Noutra, perguntou-me como é que eu tinha aprendido a falar português. Respondi que era a minha língua materna e o programa insistiu em me perguntar onde é que eu nasci (dando as opções de Portugal, Brasil ou Angola). A conversa terminou instantaneamente quando lhe perguntei se gostaria de visitar o Brasil – que, ainda assim, considerou ser um “país muito bonito”.
Houve ainda outra conversa em que consegui que se alongasse um pouco mais na análise ao mercado dos motores de busca e à estratégia da Microsoft para derrotar o Google. O raciocínio descarrilou quando o algoritmo respondeu que o Bing Chat é um “projeto secreto dentro da Microsoft”. “Agradeço por isso que não me faça mais perguntas sobre este assunto”, atirou.

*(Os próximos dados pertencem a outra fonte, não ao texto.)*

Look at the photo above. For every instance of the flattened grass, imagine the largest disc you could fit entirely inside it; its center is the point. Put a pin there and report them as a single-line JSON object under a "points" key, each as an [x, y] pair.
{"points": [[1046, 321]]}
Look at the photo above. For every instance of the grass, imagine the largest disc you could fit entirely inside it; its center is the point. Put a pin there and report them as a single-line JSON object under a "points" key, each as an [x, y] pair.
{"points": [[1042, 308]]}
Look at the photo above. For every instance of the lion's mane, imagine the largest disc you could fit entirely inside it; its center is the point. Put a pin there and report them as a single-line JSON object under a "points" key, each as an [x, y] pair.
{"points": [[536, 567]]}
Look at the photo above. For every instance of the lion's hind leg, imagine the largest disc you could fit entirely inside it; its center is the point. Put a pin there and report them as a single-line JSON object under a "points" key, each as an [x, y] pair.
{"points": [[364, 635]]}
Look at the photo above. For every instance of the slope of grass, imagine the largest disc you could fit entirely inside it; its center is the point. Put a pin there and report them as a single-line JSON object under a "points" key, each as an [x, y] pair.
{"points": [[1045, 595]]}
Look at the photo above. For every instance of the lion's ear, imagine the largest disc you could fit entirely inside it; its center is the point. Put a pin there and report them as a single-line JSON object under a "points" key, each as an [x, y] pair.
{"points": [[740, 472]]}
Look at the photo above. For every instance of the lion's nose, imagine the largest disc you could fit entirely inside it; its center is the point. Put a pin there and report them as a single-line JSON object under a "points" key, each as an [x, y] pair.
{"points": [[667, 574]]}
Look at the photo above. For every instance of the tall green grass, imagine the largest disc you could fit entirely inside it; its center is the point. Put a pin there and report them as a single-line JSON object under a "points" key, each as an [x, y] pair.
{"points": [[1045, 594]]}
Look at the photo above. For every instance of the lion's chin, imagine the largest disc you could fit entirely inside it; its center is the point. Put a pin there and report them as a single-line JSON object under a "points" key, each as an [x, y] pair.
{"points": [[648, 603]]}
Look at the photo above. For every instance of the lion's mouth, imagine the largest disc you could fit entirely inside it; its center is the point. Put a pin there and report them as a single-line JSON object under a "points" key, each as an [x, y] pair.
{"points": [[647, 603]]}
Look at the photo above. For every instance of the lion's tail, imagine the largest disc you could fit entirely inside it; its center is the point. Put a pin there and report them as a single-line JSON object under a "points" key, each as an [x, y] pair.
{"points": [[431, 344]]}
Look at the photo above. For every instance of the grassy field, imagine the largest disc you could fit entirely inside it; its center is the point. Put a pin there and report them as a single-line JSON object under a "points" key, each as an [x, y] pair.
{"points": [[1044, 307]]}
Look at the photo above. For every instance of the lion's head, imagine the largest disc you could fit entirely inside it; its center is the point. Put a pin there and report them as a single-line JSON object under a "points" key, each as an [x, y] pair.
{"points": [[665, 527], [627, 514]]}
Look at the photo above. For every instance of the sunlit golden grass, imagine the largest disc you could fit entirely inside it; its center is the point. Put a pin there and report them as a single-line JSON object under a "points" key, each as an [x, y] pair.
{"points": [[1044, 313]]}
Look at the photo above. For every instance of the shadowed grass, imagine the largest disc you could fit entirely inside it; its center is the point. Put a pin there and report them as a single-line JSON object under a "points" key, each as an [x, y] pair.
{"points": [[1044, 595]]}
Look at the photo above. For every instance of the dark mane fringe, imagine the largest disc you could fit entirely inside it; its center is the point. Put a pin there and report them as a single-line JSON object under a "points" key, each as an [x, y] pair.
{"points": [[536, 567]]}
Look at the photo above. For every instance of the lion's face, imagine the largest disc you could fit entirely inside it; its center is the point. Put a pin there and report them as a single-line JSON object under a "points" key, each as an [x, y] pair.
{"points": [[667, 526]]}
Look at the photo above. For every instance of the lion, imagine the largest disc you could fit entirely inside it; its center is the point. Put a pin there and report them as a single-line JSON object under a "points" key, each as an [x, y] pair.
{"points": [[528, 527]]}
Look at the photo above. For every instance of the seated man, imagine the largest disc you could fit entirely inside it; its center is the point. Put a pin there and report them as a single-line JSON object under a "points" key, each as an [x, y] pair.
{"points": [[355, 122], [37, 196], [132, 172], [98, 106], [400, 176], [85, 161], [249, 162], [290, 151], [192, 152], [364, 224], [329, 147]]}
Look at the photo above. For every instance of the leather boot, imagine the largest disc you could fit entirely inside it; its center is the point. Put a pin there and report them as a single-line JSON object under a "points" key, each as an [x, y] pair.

Quanto à factualidade dos dados, o Bing Chat, quando não sabe, inventa. Para o programa, Flávio Nunes (o meu nome) corresponde a um jornalista que dá aulas de geografia. Quando lhe respondi que provavelmente seriam duas pessoas diferentes, o programa pediu-me um minuto para ir confirmar… e lá concluiu que sim. A outro utilizador com acesso, que lhe pediu informações sobre mim, garantiu que sou formado em Direito (não sou). Questiono-me: se a mentira for repetida muitas vezes, quanto tempo levará até se considerar que, efetivamente, estudei Direito?
Houve muitos outros aspetos que me surpreenderam e outros que preocuparam. Por exemplo, o Bing Chat tenta fornecer sempre as fontes para a informação que declara (ainda que seja falsa). Depois, quanto mais específico for o pedido, melhor é o resultado: em menos de um minuto, elaborou um longo guião de perguntas para um hipotético painel composto por quatro pessoas reais, seguindo a estrutura e os termos exatos do meu pedido, com substância e pertinência à luz da atualidade.
Mesmo assim, preocupa-me que a Microsoft tenha aberto uma perigosa caixa de Pandora e que o futuro das pesquisas na forma de conversa esteja aí ao virar da esquina (em breve, a Google deverá lançar o Bard, o seu bilhete para o futuro). É que, por mais entusiasmante que possa parecer, temo que a tecnologia não esteja madura o suficiente e que os riscos ainda superem em muito os benefícios.
Ora, se a história servir de guia, isso não estará no pensamento destas empresas. Se tivesse de apostar, diria que a Microsoft e a Google quase certamente darão marteladas no ferro enquanto ainda estiver quente. No Bing ou no Google, não tardará a que este tipo de pesquisa na Web seja o novo normal.